Creamy, nutty, and naturally sweet, these no-bake peanut butter oat cups are the kind of treat I keep in my fridge year-round. With just a handful of wholesome ingredients, they’re a satisfying snack or dessert that takes only minutes to prep—no oven required. Whether I’m craving a quick bite or need something to toss into lunchboxes, these little oat cups always come to the rescue.
Ingredients
(Tip: You’ll find the full list of ingredients and measurements in the recipe card below.)
2 cups rolled oats
1/2 cup peanut butter (creamy or crunchy)
1/3 cup honey or maple syrup
1/4 cup coconut oil, melted
1 teaspoon vanilla extract
Pinch of salt
Optional topping: melted chocolate drizzle or extra peanut butter
Directions
I start by lining a muffin tin with paper or silicone liners.
In a large bowl, I mix together the rolled oats, peanut butter, honey (or maple syrup), melted coconut oil, vanilla extract, and a pinch of salt until everything is well combined.
I spoon the mixture evenly into the prepared muffin cups and press it down firmly to form a solid base.
If I’m feeling fancy, I drizzle some melted chocolate or swirl a bit more peanut butter on top.
I chill the tray in the fridge for at least 1 to 2 hours, until the cups are firm and set.
Servings and timing
This recipe makes 12 oat cups.
Prep Time: 10 minutes
Chill Time: 2 hours
Total Time: 2 hours 10 minutes
Calories per cup: 180 kcal
Variations
I love how versatile this recipe is.
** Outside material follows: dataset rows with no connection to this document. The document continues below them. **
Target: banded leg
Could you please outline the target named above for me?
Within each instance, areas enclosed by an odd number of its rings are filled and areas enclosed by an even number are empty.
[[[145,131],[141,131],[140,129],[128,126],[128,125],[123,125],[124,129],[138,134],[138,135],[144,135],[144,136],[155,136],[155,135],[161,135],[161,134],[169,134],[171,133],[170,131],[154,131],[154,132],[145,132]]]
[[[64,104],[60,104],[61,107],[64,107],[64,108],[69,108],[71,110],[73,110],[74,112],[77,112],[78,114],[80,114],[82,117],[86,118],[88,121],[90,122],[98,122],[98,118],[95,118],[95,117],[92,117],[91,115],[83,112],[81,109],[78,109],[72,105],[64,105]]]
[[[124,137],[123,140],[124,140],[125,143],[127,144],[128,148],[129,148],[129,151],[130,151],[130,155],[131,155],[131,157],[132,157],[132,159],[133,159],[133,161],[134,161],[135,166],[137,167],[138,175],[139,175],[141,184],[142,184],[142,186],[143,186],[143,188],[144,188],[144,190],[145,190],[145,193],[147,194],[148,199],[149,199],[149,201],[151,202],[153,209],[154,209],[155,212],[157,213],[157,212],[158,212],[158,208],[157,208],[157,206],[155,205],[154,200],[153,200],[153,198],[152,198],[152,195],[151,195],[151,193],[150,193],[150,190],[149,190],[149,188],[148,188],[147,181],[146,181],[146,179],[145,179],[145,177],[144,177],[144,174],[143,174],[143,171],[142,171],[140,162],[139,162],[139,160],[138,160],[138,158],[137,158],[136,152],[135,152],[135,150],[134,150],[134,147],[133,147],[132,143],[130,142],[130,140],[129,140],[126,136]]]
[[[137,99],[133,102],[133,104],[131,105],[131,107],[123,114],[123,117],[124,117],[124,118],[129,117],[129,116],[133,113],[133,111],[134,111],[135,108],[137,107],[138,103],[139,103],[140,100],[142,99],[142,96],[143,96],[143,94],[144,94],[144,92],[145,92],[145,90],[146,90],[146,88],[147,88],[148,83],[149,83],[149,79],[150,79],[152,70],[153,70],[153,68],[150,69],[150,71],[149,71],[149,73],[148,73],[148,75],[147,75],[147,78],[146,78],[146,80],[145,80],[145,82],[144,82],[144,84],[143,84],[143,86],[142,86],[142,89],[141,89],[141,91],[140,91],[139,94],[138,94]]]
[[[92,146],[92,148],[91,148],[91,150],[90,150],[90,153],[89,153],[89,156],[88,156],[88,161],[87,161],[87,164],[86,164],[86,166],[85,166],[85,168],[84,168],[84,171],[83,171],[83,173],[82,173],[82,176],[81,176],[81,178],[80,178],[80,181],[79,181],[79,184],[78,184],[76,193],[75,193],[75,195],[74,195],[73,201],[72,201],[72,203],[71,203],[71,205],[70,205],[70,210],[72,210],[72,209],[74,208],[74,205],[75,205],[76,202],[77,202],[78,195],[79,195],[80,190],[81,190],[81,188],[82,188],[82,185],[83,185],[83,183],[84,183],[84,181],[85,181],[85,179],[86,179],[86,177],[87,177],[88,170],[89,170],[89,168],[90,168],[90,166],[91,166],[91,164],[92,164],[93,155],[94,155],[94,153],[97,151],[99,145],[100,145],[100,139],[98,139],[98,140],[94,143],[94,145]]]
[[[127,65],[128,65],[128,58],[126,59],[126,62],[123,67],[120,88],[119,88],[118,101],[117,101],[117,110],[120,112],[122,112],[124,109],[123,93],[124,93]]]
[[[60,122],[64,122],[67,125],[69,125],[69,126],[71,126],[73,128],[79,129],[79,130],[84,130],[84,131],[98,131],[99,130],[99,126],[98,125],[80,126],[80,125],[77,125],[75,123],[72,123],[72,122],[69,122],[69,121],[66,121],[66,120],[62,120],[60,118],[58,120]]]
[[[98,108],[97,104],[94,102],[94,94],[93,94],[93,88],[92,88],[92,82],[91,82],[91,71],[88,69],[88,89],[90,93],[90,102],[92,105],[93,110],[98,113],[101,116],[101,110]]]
Sometimes I mix things up by using almond butter or cashew butter in place of peanut butter. For extra crunch, I toss in some chopped nuts or mini chocolate chips. I’ve even tried it with dried fruit like cranberries or raisins for a chewy contrast. If I want it vegan, I stick with maple syrup instead of honey.
Storage/Reheating
I store these oat cups in an airtight container in the fridge for up to one week. If I want them to last longer, I freeze them—they hold up beautifully. I just let one sit at room temperature for a few minutes before eating. There’s no need to reheat since they’re meant to be enjoyed cold or at room temp.
FAQs
What kind of oats should I use?
I use rolled oats for the best texture. Instant oats can make the mixture too mushy, and steel-cut oats won’t soften enough without cooking.
Can I make these nut-free?
Yes, I can use sunflower seed butter or a similar nut-free alternative to make them allergy-friendly.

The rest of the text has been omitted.